A beautiful wildflower in a ditch along the side of a highway in southern Saskatchewan, near a town called Rouleau … In the background you can see the blue flowers of flax plants. I had stopped originally to take a photo of my wife surrounded by the blue flowers, so finding this extra photo was a bonus. Taking photos of my wife with flowers has been standard operating procedure no matter where in the world we find ourselves. She is definitely in tune with Gaia, mother earth.
I’m going to continue following the idea of relationship, an idea that is at the heart of Hollis’ book, The Eden Project. This is probably the hardest topic to approach, for like all ideas, all that can be said often points back to the speaker rather than to the ideas themselves. It’s a risk, trying to uncover ideas, but so is getting up in the morning (poor attempt at humour, I know). Why do I even attempt this? Perhaps in the process of digging out ideas and listening for resonances, both you, my reader, and I will be able to come to know “self” a little better. If not,at least the thinking exercise will have been worth the time spent.
I have to admit that this topic has been of interest for as long as I can remember.

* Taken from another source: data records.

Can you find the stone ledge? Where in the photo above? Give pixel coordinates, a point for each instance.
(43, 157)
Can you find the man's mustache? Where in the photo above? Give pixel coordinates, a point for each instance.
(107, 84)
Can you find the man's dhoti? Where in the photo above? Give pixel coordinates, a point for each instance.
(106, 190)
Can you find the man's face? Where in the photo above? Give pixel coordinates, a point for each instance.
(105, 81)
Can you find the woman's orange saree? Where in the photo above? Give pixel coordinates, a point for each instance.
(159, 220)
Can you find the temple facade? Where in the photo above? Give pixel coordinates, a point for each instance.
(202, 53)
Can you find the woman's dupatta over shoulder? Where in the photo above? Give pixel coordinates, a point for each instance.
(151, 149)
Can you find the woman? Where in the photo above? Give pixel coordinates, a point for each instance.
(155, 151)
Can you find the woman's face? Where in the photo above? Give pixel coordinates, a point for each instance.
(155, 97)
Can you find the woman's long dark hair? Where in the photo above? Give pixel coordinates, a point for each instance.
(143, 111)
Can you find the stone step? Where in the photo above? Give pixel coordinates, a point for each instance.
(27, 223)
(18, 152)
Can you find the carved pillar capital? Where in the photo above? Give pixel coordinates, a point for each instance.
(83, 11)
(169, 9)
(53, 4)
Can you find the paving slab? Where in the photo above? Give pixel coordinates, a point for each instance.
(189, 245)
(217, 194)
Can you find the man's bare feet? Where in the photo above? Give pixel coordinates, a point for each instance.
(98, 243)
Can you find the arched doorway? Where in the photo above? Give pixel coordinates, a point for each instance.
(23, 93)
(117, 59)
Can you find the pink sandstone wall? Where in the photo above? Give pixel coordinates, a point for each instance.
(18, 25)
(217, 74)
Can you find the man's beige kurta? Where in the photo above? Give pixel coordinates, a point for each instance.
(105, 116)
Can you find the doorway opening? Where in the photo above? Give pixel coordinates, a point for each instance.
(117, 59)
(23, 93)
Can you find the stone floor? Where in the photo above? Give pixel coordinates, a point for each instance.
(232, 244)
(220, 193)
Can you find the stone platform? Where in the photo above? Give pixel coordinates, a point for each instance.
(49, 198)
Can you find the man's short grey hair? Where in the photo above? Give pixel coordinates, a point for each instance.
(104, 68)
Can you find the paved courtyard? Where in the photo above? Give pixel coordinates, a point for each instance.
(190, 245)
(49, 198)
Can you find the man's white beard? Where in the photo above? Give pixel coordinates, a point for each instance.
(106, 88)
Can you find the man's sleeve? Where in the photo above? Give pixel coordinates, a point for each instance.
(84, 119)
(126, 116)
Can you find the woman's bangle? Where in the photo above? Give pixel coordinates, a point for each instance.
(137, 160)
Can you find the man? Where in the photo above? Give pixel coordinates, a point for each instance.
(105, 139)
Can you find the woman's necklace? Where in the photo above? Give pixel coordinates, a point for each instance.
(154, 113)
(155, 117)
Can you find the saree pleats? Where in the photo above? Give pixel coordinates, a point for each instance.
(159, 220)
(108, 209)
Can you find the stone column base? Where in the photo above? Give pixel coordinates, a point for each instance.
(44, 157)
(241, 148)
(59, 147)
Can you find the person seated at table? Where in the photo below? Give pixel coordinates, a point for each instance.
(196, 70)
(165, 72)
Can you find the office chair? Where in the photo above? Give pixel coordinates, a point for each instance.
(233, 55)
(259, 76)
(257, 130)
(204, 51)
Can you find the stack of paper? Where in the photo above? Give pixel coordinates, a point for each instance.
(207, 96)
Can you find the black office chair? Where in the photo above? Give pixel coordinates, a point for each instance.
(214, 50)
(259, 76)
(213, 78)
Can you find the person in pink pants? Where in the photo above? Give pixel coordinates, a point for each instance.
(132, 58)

Every Jungian analyst and writer that I can think of spends a lot of energy in dealing with the topic. All agree with one basic notion, that every relationship in which a person becomes engaged, is based on projections. Within each of us, images are buried deep within, images which act as templates, so to speak. As we meet people, especially people who trigger the templates, we sense that we know something about them. Some we “instinctively” know are good, are evil, are … the list goes on. When no template is triggered, we bypass the person in question, or if circumstances allow, engage them in polite conversation before taking our leave. This momentary meeting doesn’t have a “charged” feeling tone, and as such in a meeting in which projections are not present.
A bit about projections are in order, I think. First, we NEVER know that we are casting projections as they are from the unconscious. If we knew, then there would be no projection for “knowing” is consciousness. Perhaps in quoting Hollis, it can be better understoond:
All projection occurs unconsciously, of course, for the moment one observes, “I have made a projection,” one is already in the process of taking it back. More commonly, we only begin to reclaim our purchase on consciousness when the Other fails to catch, hold, our projection. If there is a central law of the psyche, it is that what is unconscious will be projected. (Hollis, page 35)
Hollis goes on to talk about two basic and universal fantasies held by humans, that of immortality and of the Magical Other. The Magical Other is a belief in the idea that there is some special someone out there that “completes” us, heals us, holds us, protects us. In a way, the magical other is about an unconscious pull back into the Garden of Eden or the womb, the time before consciousness, the time before pain and separation. Our internal template image of this Magical Other has been formed around a parental image constructed by each of us in infancy and early childhood. Of course, since there was very little conscious activity involved based on each of us at that stage having little in the way of consciousness, the templates are charged with feelings of survival.
“Nothing has greater power over our lives than the hint, the promise, the intimation, of the recovery of Eden through that Magical Other.” (Hollis, p. 50)
This is what is enacted when one “falls in love.” Think about all that is said about love and falling in love. How is it how, after years of being in a relationship, one wakes up one day and says, “Who is this stranger beside me?”